Fabrication des plaques sèches photographiques au gélatino-bromure d'argent en 1886 (La Nature, p.99 à 102)
 
" Les amateurs de photographie sont devenus légion, à tel point que nous nous rappelons cet été, nous trouvant pendant quelques jours à l'une de nos stations maritimes, avoir vu les opérateurs avec leurs chambres noires se toucher presque les uns les autres sur la plage à l'heure du bain. Il est peu de touristes aujourd'hui qui ne soient devenus photographes ; aussi n'est-il pas étonnant que la fabrication des appareils et des produits photographiques ait pris un développement considérable. Nous avons déjà donné précédemment une statistique de la fabrication des glaces au gélatino-bromure qui évaluait à 50 millions de francs (125 millions d'€ 2009) le montant de la production annuelle en Europe.
Quelques autres documents analogues publiés sur le papier sensibilisé montreront à quel chiffre d'affaires s'élève le trafic photographique. Le papier qui sert à faire les images, est fabriqué à peu près entièrement par une seule maison française et cette fabrique livre annuellement 50 000 rames de papier. Ce papier est ensuite recouvert d'une couche d'albumine et rendu sensible. Le papier ainsi préparé vaut au bas mot 500 francs la rame,(1250 €) sa production atteint donc, le chiffre de 15 millions de francs. ( 37,5 millions d'€)
Les autres papiers sensibles au gélatino-bromure d'argent, papiers au charbon, etc., montent au chiffre de 5 millions.(12,5 millions d' €)
Si l'on ajoute à cela les produits chimiques et l'ébénisterie, on arrive encore au total annuel de 50 millions de francs. (125 millions d'€)
 
On voit que la fabrication des glaces, ou plaques sèches, atteint à elle seule la moitié, de la fabrication totale des objets photographiques. Tous les photographes de profession, tous les amateurs, s'en servent aujourd'hui. En est-il beaucoup qui connaissent leur mode de fabrication? Nous ne le croyons pas.
 
Pour notre part nous avons voulu nous en rendre compte ; nous nous sommes adressé à cet effet à l'un de nos plus grands fabricants français, M. D.. Hutinet qui a bien voulu nous montrer, dans tous ses détails, son usine de l'avenue Parmentier à Paris.
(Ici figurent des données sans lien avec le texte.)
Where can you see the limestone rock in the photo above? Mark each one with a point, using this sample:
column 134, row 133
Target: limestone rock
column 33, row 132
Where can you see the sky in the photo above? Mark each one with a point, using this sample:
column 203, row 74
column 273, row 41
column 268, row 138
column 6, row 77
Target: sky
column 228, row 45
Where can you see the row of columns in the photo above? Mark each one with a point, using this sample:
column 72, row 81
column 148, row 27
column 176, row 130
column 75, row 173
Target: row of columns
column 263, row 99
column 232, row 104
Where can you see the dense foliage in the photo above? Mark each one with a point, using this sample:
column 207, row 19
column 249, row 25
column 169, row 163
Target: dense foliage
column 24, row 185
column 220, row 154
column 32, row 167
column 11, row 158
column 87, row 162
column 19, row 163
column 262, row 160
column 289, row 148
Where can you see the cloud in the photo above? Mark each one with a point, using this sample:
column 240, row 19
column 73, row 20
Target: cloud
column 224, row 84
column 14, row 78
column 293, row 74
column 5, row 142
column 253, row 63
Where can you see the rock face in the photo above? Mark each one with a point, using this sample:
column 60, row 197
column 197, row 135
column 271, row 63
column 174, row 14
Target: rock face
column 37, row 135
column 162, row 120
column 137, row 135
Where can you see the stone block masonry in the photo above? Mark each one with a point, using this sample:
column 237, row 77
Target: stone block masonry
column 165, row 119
Il nous a semblé intéressant pour tous, et très instructif pour les praticiens, de connaître le mode de confection des plaques sèches dont ils se servent constamment. C'est ce qui nous a décidé à écrire la présente notice.
 
Les plaques sèches sont des verres recouverts d'une émulsion au gélatino-bromure d'argent. Leur fabrication comprend une série d'opérations que nous allons passer en revue.
 
1- Préparation de l'émulsion. - Une grande quantité de formules ont été publiées dans les traités spéciaux. Une des plus simples est la suivante. On introduit (en opérant dans une pièce éclairée par la lumière rouge dans un flacon à large ouverture :
Eau distillée, 300 centimètres cubes ; bromure d' ammonium, 18 grammes; bonne gélatine, 12 grammes.
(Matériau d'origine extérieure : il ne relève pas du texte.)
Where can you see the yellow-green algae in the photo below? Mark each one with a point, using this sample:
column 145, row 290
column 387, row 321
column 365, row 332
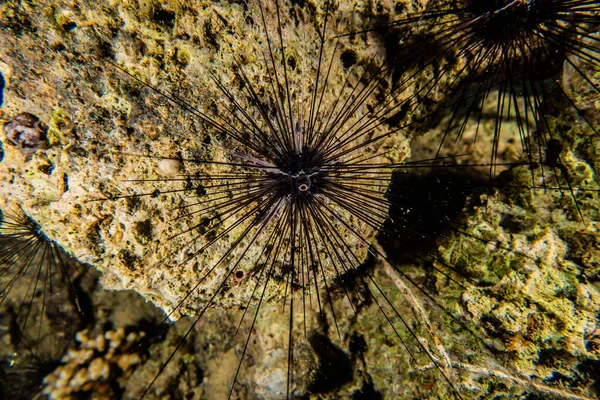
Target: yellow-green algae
column 89, row 106
column 104, row 122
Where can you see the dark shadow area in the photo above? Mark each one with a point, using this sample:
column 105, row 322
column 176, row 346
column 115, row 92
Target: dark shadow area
column 335, row 365
column 424, row 203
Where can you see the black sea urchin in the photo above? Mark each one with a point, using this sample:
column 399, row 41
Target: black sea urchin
column 504, row 67
column 508, row 283
column 27, row 254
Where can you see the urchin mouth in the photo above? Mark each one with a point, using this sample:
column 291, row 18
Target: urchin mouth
column 299, row 173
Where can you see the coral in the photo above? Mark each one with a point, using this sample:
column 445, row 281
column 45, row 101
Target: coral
column 95, row 365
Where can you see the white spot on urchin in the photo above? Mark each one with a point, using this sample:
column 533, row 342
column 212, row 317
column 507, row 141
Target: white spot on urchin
column 169, row 167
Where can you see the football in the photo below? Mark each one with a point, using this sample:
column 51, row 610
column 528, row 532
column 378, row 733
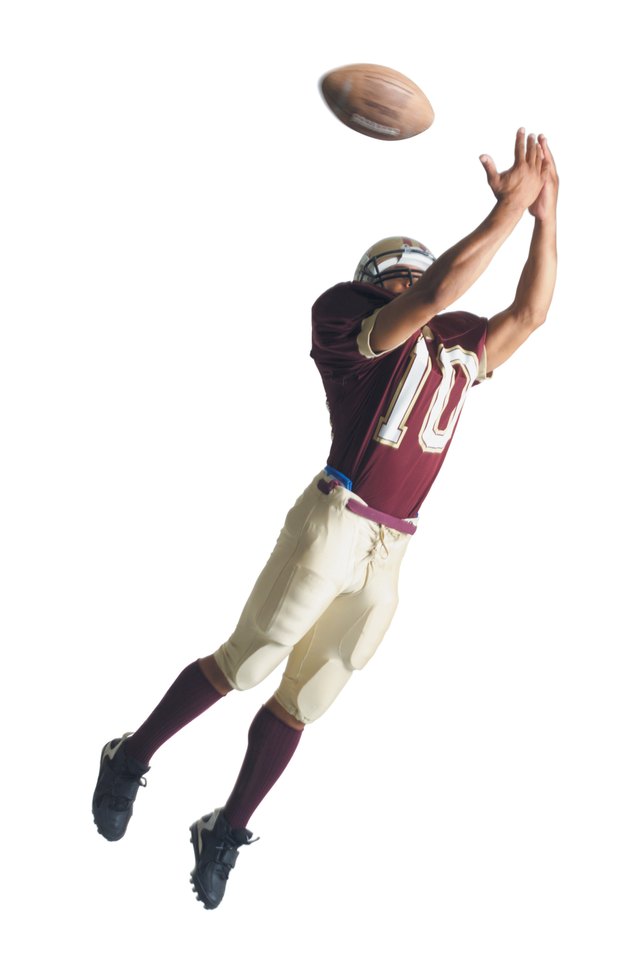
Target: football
column 376, row 101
Lorsque la gélatine est gonflée, on porte le flacon dans un bain-marie et on élève la température à 40°. Dans un autre flacon on fait dissoudre 27 grammes d'azotate d'argent cristallisé( nom du nitrate d'argent au 19° siècle) dans 150 centimètres cubes d'eau distillée tiède. On verse la solution d'argent en un mince filet de liquide dans la gélatine qu'un mouvement circulaire du bras tient constamment agitée, même lorsque les deux liquides sont réunis dans le même flacon. On reporte ensuite le flacon dans le bain-marie dont on élève la température, jusqu'à l'ébullition. On a soin de remuer l'émulsion avec une longue baguette de verre et de continuer l'ébullition du bain-marie pendant 15 à 20 minutes; après quoi on laisse tomber la température de 55°C à 40°C environ et l'on ajoute 12 à 15 grammes de gélatine, préalablement gonflée dans un peu d'eau distillée.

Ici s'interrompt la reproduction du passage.